The readings today, develop the same thought in three wonderful dimensions:

Being Saints means... being aware of who we are! O Christian, realise your dignity! We are children of God, reminds St. John in his letter, in the second reading. God has chosen us from eternity, before the foundation of the world! This is an initiative from God our Father and Mother, who creates us and wishes that we share in God's love and ever remain in God's image and likeness, as children of the loving God.

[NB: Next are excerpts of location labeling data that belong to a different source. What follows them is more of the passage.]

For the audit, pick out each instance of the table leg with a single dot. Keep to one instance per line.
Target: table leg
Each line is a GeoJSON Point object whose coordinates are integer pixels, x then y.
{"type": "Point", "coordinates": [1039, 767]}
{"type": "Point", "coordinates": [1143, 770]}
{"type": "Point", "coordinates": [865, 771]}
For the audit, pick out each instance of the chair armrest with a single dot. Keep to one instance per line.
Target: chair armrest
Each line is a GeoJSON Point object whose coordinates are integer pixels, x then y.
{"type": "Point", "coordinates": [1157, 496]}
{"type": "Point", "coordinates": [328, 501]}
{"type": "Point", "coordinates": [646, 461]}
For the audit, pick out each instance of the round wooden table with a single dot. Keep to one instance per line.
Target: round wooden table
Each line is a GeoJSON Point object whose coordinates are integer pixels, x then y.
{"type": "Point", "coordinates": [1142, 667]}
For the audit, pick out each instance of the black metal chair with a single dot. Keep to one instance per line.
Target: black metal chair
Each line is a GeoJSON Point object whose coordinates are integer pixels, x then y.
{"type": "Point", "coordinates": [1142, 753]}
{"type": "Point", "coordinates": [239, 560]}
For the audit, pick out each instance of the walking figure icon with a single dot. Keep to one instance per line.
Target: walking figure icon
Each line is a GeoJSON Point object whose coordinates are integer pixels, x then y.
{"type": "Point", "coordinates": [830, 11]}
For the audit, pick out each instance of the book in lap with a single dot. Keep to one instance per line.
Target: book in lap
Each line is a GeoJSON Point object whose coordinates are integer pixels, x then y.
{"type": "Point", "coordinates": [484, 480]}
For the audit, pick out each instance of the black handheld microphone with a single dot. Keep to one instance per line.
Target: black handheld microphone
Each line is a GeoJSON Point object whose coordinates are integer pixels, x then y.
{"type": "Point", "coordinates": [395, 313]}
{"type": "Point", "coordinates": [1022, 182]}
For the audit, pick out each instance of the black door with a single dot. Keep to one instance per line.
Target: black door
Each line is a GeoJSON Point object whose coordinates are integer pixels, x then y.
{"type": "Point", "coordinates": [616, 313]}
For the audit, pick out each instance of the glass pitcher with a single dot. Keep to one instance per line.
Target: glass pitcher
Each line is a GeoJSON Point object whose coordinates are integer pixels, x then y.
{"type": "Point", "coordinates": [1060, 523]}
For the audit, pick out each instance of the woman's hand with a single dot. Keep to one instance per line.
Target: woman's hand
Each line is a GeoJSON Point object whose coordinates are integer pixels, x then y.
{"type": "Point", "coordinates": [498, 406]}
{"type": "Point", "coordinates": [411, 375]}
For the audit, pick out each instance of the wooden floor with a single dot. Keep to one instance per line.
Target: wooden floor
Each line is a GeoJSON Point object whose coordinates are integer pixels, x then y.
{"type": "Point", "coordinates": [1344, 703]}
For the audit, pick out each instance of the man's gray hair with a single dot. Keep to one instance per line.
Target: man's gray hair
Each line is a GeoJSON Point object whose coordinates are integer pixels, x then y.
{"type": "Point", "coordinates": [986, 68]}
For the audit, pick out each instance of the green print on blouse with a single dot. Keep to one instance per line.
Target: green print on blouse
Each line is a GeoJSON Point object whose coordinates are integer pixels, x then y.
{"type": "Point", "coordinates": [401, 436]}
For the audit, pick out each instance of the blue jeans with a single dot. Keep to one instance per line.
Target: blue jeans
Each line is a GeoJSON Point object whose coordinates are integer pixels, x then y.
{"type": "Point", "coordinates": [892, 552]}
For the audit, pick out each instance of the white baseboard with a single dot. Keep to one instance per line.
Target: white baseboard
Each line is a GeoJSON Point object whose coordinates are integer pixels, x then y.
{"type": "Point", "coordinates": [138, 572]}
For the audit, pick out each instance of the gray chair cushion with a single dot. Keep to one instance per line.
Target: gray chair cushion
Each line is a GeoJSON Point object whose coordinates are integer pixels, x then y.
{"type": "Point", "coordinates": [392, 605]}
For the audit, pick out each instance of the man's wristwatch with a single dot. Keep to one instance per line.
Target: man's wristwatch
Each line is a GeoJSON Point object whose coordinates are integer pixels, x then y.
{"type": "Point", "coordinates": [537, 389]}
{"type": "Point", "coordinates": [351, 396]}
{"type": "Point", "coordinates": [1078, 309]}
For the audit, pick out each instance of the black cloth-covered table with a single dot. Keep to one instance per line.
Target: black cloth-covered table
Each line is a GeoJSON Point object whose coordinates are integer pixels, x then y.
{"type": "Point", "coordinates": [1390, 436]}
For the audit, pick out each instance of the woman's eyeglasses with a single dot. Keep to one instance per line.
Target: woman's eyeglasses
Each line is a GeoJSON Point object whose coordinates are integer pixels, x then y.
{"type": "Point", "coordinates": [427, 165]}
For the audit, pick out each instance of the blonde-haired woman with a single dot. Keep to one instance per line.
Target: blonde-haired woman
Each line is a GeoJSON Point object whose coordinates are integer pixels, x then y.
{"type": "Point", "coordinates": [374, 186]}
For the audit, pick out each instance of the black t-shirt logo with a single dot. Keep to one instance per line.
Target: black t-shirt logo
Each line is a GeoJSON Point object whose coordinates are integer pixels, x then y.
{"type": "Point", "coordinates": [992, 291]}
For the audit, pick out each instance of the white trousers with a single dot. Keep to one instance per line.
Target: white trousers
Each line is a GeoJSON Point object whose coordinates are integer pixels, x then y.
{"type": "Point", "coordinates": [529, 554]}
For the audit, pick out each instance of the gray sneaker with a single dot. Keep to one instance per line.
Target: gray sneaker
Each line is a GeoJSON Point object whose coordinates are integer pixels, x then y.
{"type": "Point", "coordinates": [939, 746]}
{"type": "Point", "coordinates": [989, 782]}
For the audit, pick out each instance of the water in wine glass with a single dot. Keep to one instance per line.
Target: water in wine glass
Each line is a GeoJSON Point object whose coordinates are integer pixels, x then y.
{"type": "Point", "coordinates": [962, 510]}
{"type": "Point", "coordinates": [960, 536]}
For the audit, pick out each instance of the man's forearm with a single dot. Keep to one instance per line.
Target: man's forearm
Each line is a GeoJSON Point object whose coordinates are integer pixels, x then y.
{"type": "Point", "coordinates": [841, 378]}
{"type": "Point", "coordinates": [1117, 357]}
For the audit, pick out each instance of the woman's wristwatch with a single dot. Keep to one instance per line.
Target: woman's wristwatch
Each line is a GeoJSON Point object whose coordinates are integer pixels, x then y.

Being Saints means... being washed by the blood of the Lamb! The Image of God within us, sometimes is disturbed, smudged, smeared or sullied by the choices we make misusing the human freedom that is granted to us. The evil one will be more than happy when we lose heart at such moments and give up. The Son of God, our Saviour Jesus Christ shed his blood that we may have victory over sin and death. In that blood we are saved, and in that blood we are made clean, each and every time we turn to the Lord in genuine repentance and willingness to regain our original image. Saints are those who have their garments washed in the blood of the Lamb, says the second reading.

Being Saints means... being 'blessed' in the eyes of the Lord! And the only way to be 'blessed', is to live by the promptings of the Spirit who dwells within us. Paying attention to the indwelling Spirit, we will know what it means to be blessed - to be poor in spirit, to be meek, to hunger and thirst for righteousness, to be merciful, to be peace-loving - these are ways of being persons of the spirit. In the ordinariness of our daily life, we have to be persons of the Spirit, looking at the reality different from the way the self seeking world teaches us to. 

God's initiative in the call that I have received; Christ's redeeming act of Salvation; the Spirit's indwelling presence that guides me on a daily basis - these are compelling reasons why I need to think seriously about, not merely becoming a saint one day, but being a saint everyday, in my own way!